Self-Describing Glyphs

Yet Another Approach
to Glyph Design

The system of fonts used on modern computers was designed primarily to support alphabetic languages, and has been adapted, only with some difficulty, to pictographic or ideographic writing systems. Rather than trying to bend the font system even further to fit Piktok glyphs I decided to design a new method for displaying pictographic glyphs on a computer screen that was not based on the idea of a font.

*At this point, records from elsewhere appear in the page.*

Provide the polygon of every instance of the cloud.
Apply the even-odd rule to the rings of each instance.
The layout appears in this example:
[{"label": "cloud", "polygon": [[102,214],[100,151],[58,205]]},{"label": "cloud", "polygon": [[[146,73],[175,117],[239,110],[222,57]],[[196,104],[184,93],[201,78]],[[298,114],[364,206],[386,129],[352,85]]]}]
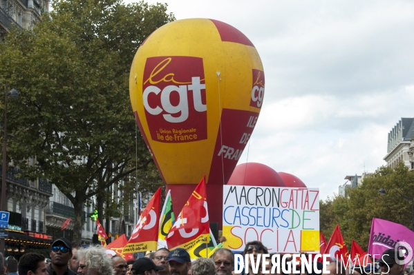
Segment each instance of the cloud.
[{"label": "cloud", "polygon": [[401,117],[414,116],[413,1],[168,4],[178,19],[233,26],[261,55],[265,100],[240,163],[292,173],[326,198],[345,176],[384,165],[388,132]]}]

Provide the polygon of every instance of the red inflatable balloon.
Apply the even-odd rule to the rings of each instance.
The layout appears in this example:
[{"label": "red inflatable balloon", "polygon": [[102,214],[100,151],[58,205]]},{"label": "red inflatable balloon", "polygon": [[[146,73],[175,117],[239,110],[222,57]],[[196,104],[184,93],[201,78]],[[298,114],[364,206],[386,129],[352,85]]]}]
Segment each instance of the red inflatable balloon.
[{"label": "red inflatable balloon", "polygon": [[287,187],[307,187],[306,185],[299,178],[292,174],[279,172],[279,175],[282,178]]},{"label": "red inflatable balloon", "polygon": [[277,172],[267,165],[247,163],[236,166],[228,185],[249,186],[286,186]]}]

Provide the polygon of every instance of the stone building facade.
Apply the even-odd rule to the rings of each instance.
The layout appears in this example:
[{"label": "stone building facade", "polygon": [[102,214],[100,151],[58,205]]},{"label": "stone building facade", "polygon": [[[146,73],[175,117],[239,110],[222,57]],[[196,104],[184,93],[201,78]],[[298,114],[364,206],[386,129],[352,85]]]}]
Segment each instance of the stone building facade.
[{"label": "stone building facade", "polygon": [[402,118],[388,136],[387,154],[384,160],[394,167],[399,161],[414,170],[414,118]]},{"label": "stone building facade", "polygon": [[49,0],[0,0],[0,41],[13,26],[32,28],[45,12],[49,12]]}]

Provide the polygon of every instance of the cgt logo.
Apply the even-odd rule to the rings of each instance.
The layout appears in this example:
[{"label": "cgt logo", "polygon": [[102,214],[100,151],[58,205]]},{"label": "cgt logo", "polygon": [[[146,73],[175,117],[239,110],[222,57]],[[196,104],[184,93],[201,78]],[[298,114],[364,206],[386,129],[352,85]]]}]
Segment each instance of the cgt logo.
[{"label": "cgt logo", "polygon": [[265,73],[260,70],[253,69],[253,88],[250,106],[261,108],[265,96]]},{"label": "cgt logo", "polygon": [[[142,79],[142,101],[153,140],[178,143],[207,139],[202,58],[148,58]],[[191,132],[191,139],[182,132]]]},{"label": "cgt logo", "polygon": [[[152,59],[153,60],[151,60]],[[207,106],[203,103],[203,101],[205,102],[205,84],[202,83],[204,82],[204,72],[202,70],[197,74],[191,70],[191,67],[198,67],[197,68],[203,70],[201,59],[174,57],[175,62],[173,62],[173,57],[162,57],[162,60],[160,61],[159,57],[152,59],[149,59],[145,66],[147,69],[147,64],[148,67],[156,64],[144,82],[142,96],[147,112],[154,116],[164,113],[164,119],[173,123],[184,122],[189,117],[189,97],[192,98],[193,107],[196,112],[206,112]],[[183,68],[182,61],[187,61],[187,63],[190,63],[188,64],[189,68]],[[203,79],[200,80],[201,72]],[[144,77],[146,78],[145,74]],[[152,100],[150,97],[151,94],[154,96]],[[157,96],[158,95],[159,99]]]}]

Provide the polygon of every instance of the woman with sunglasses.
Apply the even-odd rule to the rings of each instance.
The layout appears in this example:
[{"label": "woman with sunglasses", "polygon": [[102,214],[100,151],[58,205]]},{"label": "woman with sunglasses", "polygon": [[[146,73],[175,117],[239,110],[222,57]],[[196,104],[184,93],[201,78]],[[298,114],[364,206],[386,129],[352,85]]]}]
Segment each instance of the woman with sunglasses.
[{"label": "woman with sunglasses", "polygon": [[[263,245],[262,242],[261,242],[259,241],[253,241],[246,243],[246,246],[245,247],[245,249],[243,252],[243,255],[245,256],[246,254],[253,254],[253,259],[254,260],[254,262],[256,263],[256,261],[257,261],[257,255],[263,254],[267,254],[267,253],[268,253],[267,248]],[[244,273],[243,274],[243,275],[245,275],[245,274],[261,275],[262,272],[261,272],[261,263],[256,263],[256,264],[259,265],[259,267],[258,269],[258,272],[254,273],[253,270],[252,269],[252,263],[250,261],[249,261],[249,269],[244,270]]]}]

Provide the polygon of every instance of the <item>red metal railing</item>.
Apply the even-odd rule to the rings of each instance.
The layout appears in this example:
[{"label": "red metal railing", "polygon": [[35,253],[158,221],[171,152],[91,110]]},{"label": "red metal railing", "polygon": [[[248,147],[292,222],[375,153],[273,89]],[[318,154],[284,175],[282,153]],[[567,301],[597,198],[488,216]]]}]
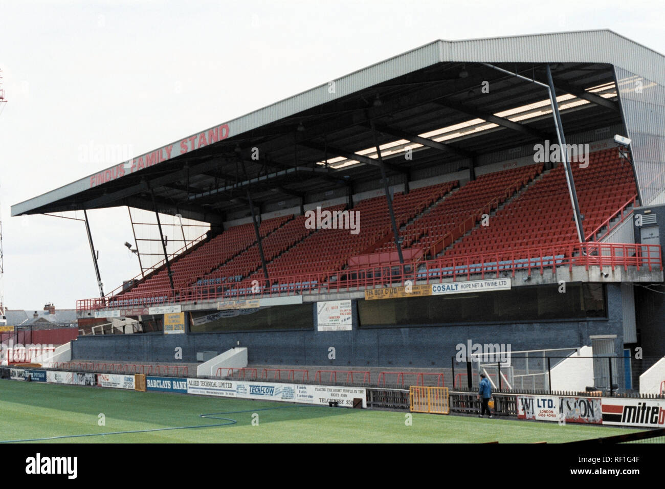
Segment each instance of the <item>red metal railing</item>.
[{"label": "red metal railing", "polygon": [[95,373],[117,373],[146,375],[167,375],[187,377],[189,367],[186,365],[148,365],[134,363],[110,363],[104,362],[55,362],[54,369],[75,370]]},{"label": "red metal railing", "polygon": [[317,379],[319,379],[319,383],[322,383],[321,374],[327,373],[330,374],[329,377],[329,382],[334,382],[337,383],[337,374],[346,374],[346,382],[347,384],[353,383],[353,375],[356,374],[356,378],[358,378],[358,375],[362,375],[362,382],[366,383],[370,383],[372,381],[371,375],[369,372],[364,371],[358,371],[352,370],[317,370],[317,373],[314,374],[314,381],[316,382]]},{"label": "red metal railing", "polygon": [[573,266],[599,267],[614,271],[616,267],[627,270],[636,267],[662,270],[660,247],[658,245],[612,243],[570,243],[547,246],[531,246],[493,253],[469,254],[463,257],[443,255],[436,259],[416,263],[370,267],[353,270],[337,270],[327,273],[305,273],[270,279],[270,287],[263,287],[253,292],[253,281],[245,280],[231,283],[194,285],[189,287],[128,292],[114,297],[95,297],[76,301],[78,311],[104,309],[132,309],[153,305],[196,301],[219,301],[280,297],[299,294],[329,293],[348,290],[372,289],[406,279],[420,283],[438,283],[442,279],[469,280],[474,278],[499,278],[501,274],[514,277],[516,271],[527,271],[541,275],[550,269]]},{"label": "red metal railing", "polygon": [[249,368],[249,369],[237,369],[237,368],[229,368],[225,367],[222,367],[217,369],[217,375],[215,377],[222,377],[221,373],[223,371],[226,371],[226,375],[224,377],[233,377],[235,372],[238,373],[238,378],[240,379],[240,374],[242,373],[242,379],[245,379],[245,374],[247,372],[249,373],[249,379],[255,380],[258,377],[257,373],[257,369]]},{"label": "red metal railing", "polygon": [[[437,373],[434,372],[380,372],[378,374],[378,385],[386,385],[386,375],[396,375],[395,382],[388,383],[393,384],[400,384],[402,385],[404,385],[404,377],[406,376],[415,377],[416,377],[416,385],[425,385],[425,377],[434,377],[436,378],[436,386],[438,387],[445,387],[444,385],[444,374]],[[410,385],[413,384],[409,383]]]},{"label": "red metal railing", "polygon": [[[626,202],[625,204],[624,204],[624,205],[622,205],[620,208],[619,208],[618,210],[614,212],[610,217],[608,217],[607,219],[603,221],[602,223],[596,229],[595,229],[592,232],[587,234],[587,240],[589,241],[589,240],[595,240],[595,236],[598,233],[600,232],[600,230],[602,230],[605,226],[607,226],[607,230],[604,233],[603,233],[602,236],[600,236],[600,238],[599,238],[598,239],[602,239],[604,237],[609,234],[612,230],[614,230],[614,228],[616,228],[616,226],[618,226],[619,224],[620,224],[622,222],[624,222],[624,219],[626,216],[632,213],[632,211],[630,211],[630,212],[625,212],[626,208],[630,206],[630,204],[632,204],[633,208],[634,208],[637,205],[637,194],[631,197],[628,200],[628,202]],[[616,224],[612,226],[612,228],[610,228],[610,221],[616,218],[617,216],[620,216],[621,219],[619,220],[618,222],[617,222]]]},{"label": "red metal railing", "polygon": [[309,381],[309,371],[305,369],[263,369],[261,373],[261,380],[269,380],[268,373],[273,373],[273,381],[281,381],[282,379],[282,372],[287,373],[287,381],[295,381],[295,373],[297,372],[302,375],[302,381]]}]

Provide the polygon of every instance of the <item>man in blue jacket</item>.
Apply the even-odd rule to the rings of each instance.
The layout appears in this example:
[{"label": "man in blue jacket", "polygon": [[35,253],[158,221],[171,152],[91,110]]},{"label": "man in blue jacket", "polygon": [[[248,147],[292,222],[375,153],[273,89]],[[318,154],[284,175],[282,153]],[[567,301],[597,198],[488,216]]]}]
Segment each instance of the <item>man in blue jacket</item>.
[{"label": "man in blue jacket", "polygon": [[489,383],[489,380],[485,377],[484,373],[480,374],[480,385],[478,386],[478,399],[482,398],[483,407],[480,410],[480,414],[478,416],[479,418],[482,418],[485,416],[485,411],[487,411],[487,414],[489,414],[489,417],[492,417],[492,412],[489,410],[489,407],[487,405],[487,403],[489,402],[489,399],[492,397],[492,386]]}]

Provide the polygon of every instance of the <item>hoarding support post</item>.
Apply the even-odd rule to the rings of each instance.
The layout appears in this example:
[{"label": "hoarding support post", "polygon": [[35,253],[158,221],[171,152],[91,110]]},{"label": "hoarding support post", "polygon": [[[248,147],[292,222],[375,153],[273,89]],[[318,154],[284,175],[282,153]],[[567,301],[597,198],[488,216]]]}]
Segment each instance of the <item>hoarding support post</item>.
[{"label": "hoarding support post", "polygon": [[455,389],[455,357],[450,357],[450,365],[453,368],[453,389]]},{"label": "hoarding support post", "polygon": [[552,369],[549,365],[549,357],[547,357],[547,388],[549,393],[552,393]]},{"label": "hoarding support post", "polygon": [[611,397],[614,395],[614,387],[612,385],[612,383],[614,381],[614,379],[612,378],[612,357],[608,357],[607,361],[610,364],[608,366],[610,367],[610,397]]}]

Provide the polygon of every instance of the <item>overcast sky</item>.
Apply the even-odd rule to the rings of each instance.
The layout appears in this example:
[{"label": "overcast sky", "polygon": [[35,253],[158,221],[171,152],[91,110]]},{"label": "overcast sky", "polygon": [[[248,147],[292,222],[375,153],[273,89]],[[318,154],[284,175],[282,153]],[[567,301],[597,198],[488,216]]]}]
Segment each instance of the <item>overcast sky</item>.
[{"label": "overcast sky", "polygon": [[[665,52],[662,0],[4,1],[0,204],[5,301],[98,295],[83,224],[10,206],[435,39],[611,29]],[[79,214],[80,217],[80,214]],[[88,213],[105,289],[139,273],[126,208]]]}]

A font is really nothing more than a set of instructions to the computer telling it how to draw each letter or symbol in that font, but it is possible that the software might get its instructions for drawing a character from somewhere other than a font file. Consider the example of the familiar LED digital display used in clocks and calculators. Figure 1 shows such a display with each gridpoint labeled with a letter.


Figure 1.

We could instruct a computer to draw the digit "2" in this style simply by telling it which gridpoints to visit in what order. The sequence of letters ABDCEF would tell the computer to start at gridpoint A, draw a line to gridpoint B, then to gridpoint D, and so on. The result is the digit 2 drawn in the style of a digital display, as in figure 2.


Figure 2.

To give us a bit more flexibility in shaping the glyphs we could also tell the computer to draw curved lines. For example, the instruction AbD would tell the software to draw a curve from gridpoint A to gridpoint D, with the curve bending toward B. By putting B in lower case we are telling the software to make the curve go close to B without actually passing through it. The resulting curve would look like figure 3.


Figure 3.

A further refinement would be to allow elipical or oval curves. In this case we give two endpoints separated by a "long diagonal", such as gridpoints B and E. Then we pick which way to bend the curve and put that gridpoint in lower case, for example: BdE, which draws the curve shown in figure 4. Again, the curve passes close to D without going through it. (Note that AfE would have the same effect.)


Figure 4.

Since six gridpoints don't offer us much room to move around in we need to expand the gridwork to a square containing 25 gridpoints in order to provide design versatility for our glyphs. With this arrangement there are 24 different ways to draw a line from a single non-edge gridpoint. A glyph that covers 2 gridpoints can be drawn in 576 ways from 25 different starting points. There are nearly 40 million ways to draw a glyph that traverses six gridpoints, and if our glyphs cover 9 gridpoints the number of possible glyphs is 66,045,188,505,600, without ever touching the edge of the gridwork, which is more than enough for any language, human or alien. Figure 5 shows the 5 x 5 gridwork used by Piktok.


Figure 5.

Different styles of typography can be achieved by using different penpoints and different drawing rules to interpret the sequence of gridpoints. For example, figure 6 shows the same code, CW:VX:HiNsRqLgH interpreted several different ways, including caligraphic, italic and bold. Notice that when a long line is drawn, such as from C to W in this example, there is no need to specify each of the intervening gridpoints.  It is assumed that to get from gridpoint C to W one must pass through gridpoints H, M, and R.


Figure 6.

Now that the code for a glyph actually contains all of the necessary instructions for drawing the glyph and the very concept of a font becomes redundant.  Now fonts can be reserved for the job they do best, representing alphabetic characters in a wide variety of styles, and the job of displaying Piktok glyphs can be given over to the self-describing glyph.